The 5-year relative survival rate at the time of diagnosis was 80.6% for all cases. The probability of surviving an additional 5 years conditioned on having already survived 1, 2, 3, 4, and 5 years after diagnosis was 85.7%, 90.6%, 93.5%, 95.3%, and 94.3%, respectively. Patients with poorer initial survival estimates (older, advanced stage, non-squamous cell histology) generally showed the largest increases in CRS over time.

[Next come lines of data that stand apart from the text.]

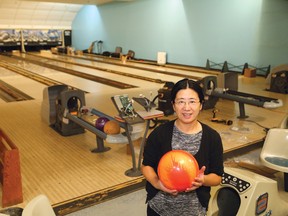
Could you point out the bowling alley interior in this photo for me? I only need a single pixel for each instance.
(84, 82)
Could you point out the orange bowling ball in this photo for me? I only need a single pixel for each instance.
(177, 170)
(111, 127)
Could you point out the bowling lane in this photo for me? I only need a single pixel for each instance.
(159, 72)
(81, 83)
(21, 83)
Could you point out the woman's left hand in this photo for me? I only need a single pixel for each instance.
(199, 180)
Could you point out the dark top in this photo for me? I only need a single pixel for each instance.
(210, 155)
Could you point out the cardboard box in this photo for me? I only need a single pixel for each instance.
(250, 72)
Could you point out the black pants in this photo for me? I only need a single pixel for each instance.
(151, 212)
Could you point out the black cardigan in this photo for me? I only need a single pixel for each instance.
(210, 155)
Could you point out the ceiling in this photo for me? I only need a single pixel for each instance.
(46, 14)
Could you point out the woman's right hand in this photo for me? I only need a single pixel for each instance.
(165, 189)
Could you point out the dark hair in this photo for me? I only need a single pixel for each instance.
(184, 84)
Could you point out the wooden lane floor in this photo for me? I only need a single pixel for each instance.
(66, 171)
(157, 72)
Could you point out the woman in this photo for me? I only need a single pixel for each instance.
(185, 133)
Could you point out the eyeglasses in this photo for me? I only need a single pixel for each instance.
(182, 103)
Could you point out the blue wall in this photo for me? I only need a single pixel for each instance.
(190, 31)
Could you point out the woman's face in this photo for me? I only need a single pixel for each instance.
(187, 105)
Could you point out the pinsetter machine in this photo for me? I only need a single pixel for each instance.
(63, 109)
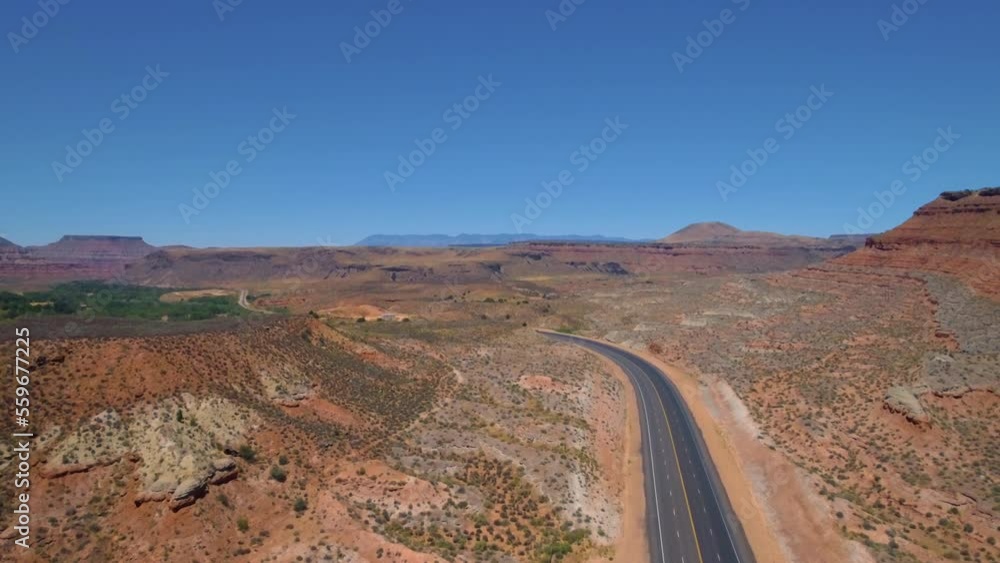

Patients aged ≥70 years had the highest probability of death in the first year after diagnosis (24.5%), but the conditional probability of death in the 2nd, 3rd, 4th, and 5th years declined abruptly to 13.1%, 7.5%, 5.4%, and 3.9%, respectively.

CONCLUSIONS

The CRS rates for patients with cervical cancer improved over time, particularly among patients with poorer initial prognoses. Our estimates enable patients to make better informed decisions regarding follow-up care and their personal life.

摘要

目的

条件相对生存率(CRS)考虑了随时间变化的预后变化,可能为幸存者提供更有用的估计。我们旨在研究按影响生存概率的各种因素分层的宫颈癌患者的 CRS。

方法

这是一项全国性回顾性研究,使用了韩国中央癌症登记处的数据。我们纳入了 1996 年 1 月 1 日至 2015 年 12 月 31 日期间首次被诊断为宫颈癌的 78606 名患者,并随访至 2016 年 12 月 31 日。CRS 和以下 1 年的死亡条件概率按诊断时的年龄、组织学、癌症分期、治疗、诊断年份和社会剥夺指数分层。

结果

所有病例的 5 年相对生存率为 80.6%。在已经生存了 1、2、3、4 和 5 年后,再存活 5 年的概率分别为 85.7%、90.6%、93.5%、95.3%和 94.3%。初始生存估计较差的患者(年龄较大、晚期、非鳞状细胞组织学)通常随着时间的推移,CRS 增加幅度最大。≥70 岁的患者在诊断后第一年的死亡概率最高(24.5%),但第二年、第三年、第四年和第五年的死亡条件概率急剧下降至 13.1%、7.5%、5.4%和 3.9%。

结论

宫颈癌患者的 CRS 率随时间推移而提高,尤其是在初始预后较差的患者中。我们的估计使患者能够更好地了解随访护理和个人生活的相关决策。